Antes, cuando te sacabas el carnet, te dejaban el coche de papá… y si había suerte. O te comprabas uno de segunda mano, con años, con golpes, con historia. Era un coche para aprender, para equivocarte, para empezar. Nadie soñaba con un coche nuevo y de alta gama como primer paso en la vida. Hoy, en cambio, parece casi una obligación. Porque no se trata de moverse, sino de aparentar. Porque no se trata de llegar, sino de que te vean llegar.
Y antes también se trabajaba. En verano, cuando no había instituto ni universidad, se buscaba cualquier cosa para ganarse un dinerillo. Y si llegaba la vendimia, tocaba currar. Era duro, sí, pero enseñaba. Enseñaba lo que cuesta ganar el dinero, lo que pesa una jornada, lo que valen las cosas cuando sabes de dónde salen.
Hoy eso ya no está bien visto. Parece que si un joven trabaja en verano o va a la vendimia es porque sus padres escasean de dinero. Como si el trabajo dignificara menos que la comodidad. Como si esforzarse fuera motivo de vergüenza. Y muchas veces no es solo cosa de los hijos: a los padres nos da lástima. Lástima que pasen calor, que madruguen, que se cansen. Y ahí también tenemos culpa.
Porque quizá hemos confundido querer a nuestros hijos con evitarles cualquier sacrificio. Les hemos dado todo sin pedir nada a cambio. Les hemos protegido tanto que les hemos robado la oportunidad de aprender.
Y luego está el primer sueldo.
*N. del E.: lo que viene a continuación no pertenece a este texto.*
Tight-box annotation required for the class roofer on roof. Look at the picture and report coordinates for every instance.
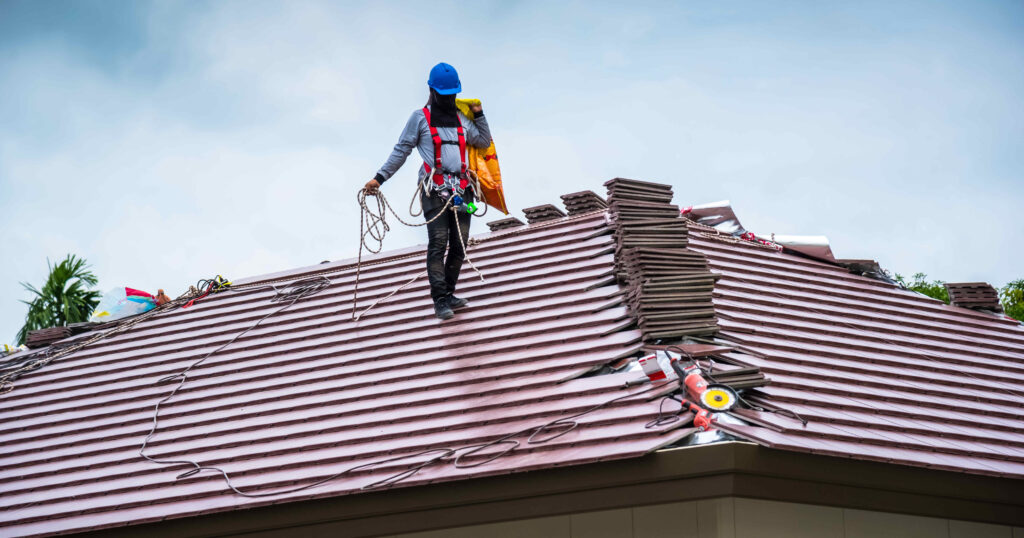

Ese momento que antes significaba orgullo, responsabilidad y agradecimiento. El dinero servía para ayudar en casa, para aliviar un poco a quienes llevaban años sosteniendo todo. Hoy, en demasiados casos, ese sueldo se entiende como algo exclusivamente propio. “Para mis cosas”. Mientras tanto, los padres siguen pagando la comida, la luz, el agua, el coche, el seguro… como si el tiempo no hubiera pasado.
Los gastos diarios y mensuales para vivir siguen recayendo sobre los mismos hombros. Padres que aguantan en silencio, que siguen sosteniendo cuando ya no deberían, que no se atreven a decir basta por miedo, por pena o por amor mal entendido.
Claro que hay excepciones. Jóvenes que trabajan, que ayudan, que valoran. Pero no nos engañemos: no son la norma general.
Quizá el problema no es solo de una generación, sino de dos. De hijos que se han acostumbrado y de padres que hemos permitido demasiado. Porque la vida no siempre es cómoda, ni fácil, ni justa. Y cuanto antes se aprende, mejor preparado se está.
𝑆𝑖́, 𝑐𝑜́𝑚𝑜 ℎ𝑎 𝑐𝑎𝑚𝑏𝑖𝑎𝑑𝑜 𝑡𝑜𝑑𝑜…
𝑂𝑗𝑎𝑙𝑎́ 𝑠𝑒𝑝𝑎𝑚𝑜𝑠 𝑟𝑒𝑐𝑜𝑟𝑑𝑎𝑟 𝑎 𝑡𝑖𝑒𝑚𝑝𝑜 𝑞𝑢𝑒 𝑐𝑟𝑒𝑐𝑒𝑟 𝑛𝑜 𝑒𝑠 𝑡𝑒𝑛𝑒𝑟 𝑚𝑎́𝑠, 𝑠𝑖𝑛𝑜 𝑒𝑛𝑡𝑒𝑛𝑑𝑒𝑟 𝑙𝑜 𝑞𝑢𝑒 𝑐𝑢𝑒𝑠𝑡𝑎 𝑡𝑜𝑑𝑜 𝑙𝑜 𝑞𝑢𝑒 ℎ𝑜𝑦 𝑑𝑎𝑚𝑜𝑠 𝑝𝑜𝑟 ℎ𝑒𝑐ℎ𝑜.